2015 yılında hiç boş durmayan AB Komisyonu, Aralık ayında Avrupa Güvenlik Gündemi[4]nde yer alan en önemli taahhütlerden biri olan AB Internet Forumu[5] gerçekleştirerek AB diplomatları ile büyük IT şirketleri, Europol, AB Parlamentosu gibi katılımcıları bir araya getirmiş ve internette var olan zararlı içeriklere karşı standart bir yaklaşım geliştirilmesi için özel teşebbüs ile AB kurum ve kuruluşlarının bir araya gelmesine vesile olmuştur. Nefret söylemine karşı geliştirilecek metotların dışında Forum’da kamunun internet aracılığıyla yayılan terörist propagandadan nasıl korunması gerektiği ve bu mücadeleye dair nasıl önlemler alınabileceği de tartışılmıştır.

Bu yıl süregelen önce Paris daha sonrasında Brüksel’de gerçeklesen terör saldırılarının yarattığı panik ortamı sadece toplum ile sınırlı kalmamış, AB kurum ve kuruluşlarını saldırıları hem online hem de offline olarak önlemeye dair tedbirlerin alınması gerektiğinin sinyalini vermiştir.
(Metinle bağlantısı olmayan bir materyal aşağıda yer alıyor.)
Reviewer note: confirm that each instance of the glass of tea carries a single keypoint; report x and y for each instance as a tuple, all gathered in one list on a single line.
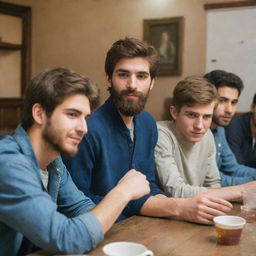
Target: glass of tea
[(229, 229)]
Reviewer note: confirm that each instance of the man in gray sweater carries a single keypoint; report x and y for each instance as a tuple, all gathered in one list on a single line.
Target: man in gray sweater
[(185, 151)]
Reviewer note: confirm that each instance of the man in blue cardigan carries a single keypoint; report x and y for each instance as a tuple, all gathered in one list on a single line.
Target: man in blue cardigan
[(122, 137), (229, 87)]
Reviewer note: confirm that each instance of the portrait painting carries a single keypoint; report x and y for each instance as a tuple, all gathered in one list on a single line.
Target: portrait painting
[(166, 35)]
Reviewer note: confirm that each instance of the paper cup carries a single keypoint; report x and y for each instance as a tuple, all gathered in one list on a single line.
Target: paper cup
[(229, 229)]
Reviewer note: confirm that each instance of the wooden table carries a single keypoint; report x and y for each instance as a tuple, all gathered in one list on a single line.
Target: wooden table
[(168, 237)]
Bu nedenle, 24 Mart 2016 tarihinde AB Adalet ve İçişleri Bakanlar Kurulu birlikte bir bildiri[6] yayınlamıştır.  Bildiri,  22 Mart 2016 tarihinde Brüksel’de gerçeklesen terör saldırısının ardından online terör ile mücadelede alınması gereken önlemler 10 madde ile sayılmıştır. Önlemlerin içerisinde hepimizin uçak bileti alırken çoğu kez karşılaştığı fakat ne anlama geldiğini bilmediği PNR yani Yolcu İsim Kaydı[7] Direktifi’nin Nisan 2016’dan itibaren ivedilikle yürürlüğe girmesi ve yolcu bilgi birimlerinin söz konusu veri değişimlerini yapabilmesini de içeren maddelere yer verilmiştir. Başka bir deyişle, AB’nin IT şirketleri ile terörist propaganda ve internette nefret söylemine karşı Haziran 2016 tarihi ile mutabakata vardığı Kurallar, AB ile özel sektörün işbirliğini daha da yoğunlaştıracaktır.

31 Mayıs’ta yapılan basın açıklamasında, IT Şirketleri’nin internette nefret söyleminin engellenmesi ve nefret söylemine karşı mücadelede aynı zamanda internet ortamında ifade özgürlüğünün genişletilmesi bağlamında ortak sorumluluklarının olduğunu, söz konusu mücadelenin etkili olabilmesi için AB üyesi devletlerin milli hukuklarında internette nefret söylemi, ırkçılık (“racism”) ve yabancı düşmanlığını (“xenophobia”) suç olarak tanımlayarak fiziki dünyada olduğu kadar sanal dünyada da söz konusu yaptırımların uygulanması vurgulanmaktadır. İnternet ortamında sayılan suçlara karşı etkili tedbirlerin alınması ve üye devletin milli hukuklarına uyarlanması da,  tahmin edilebileceği üzere çeşitli sosyal medya platformlarının üye devletler ile karşılıklı işbirliği ile mümkün olabileceğinin altı çizilmiştir.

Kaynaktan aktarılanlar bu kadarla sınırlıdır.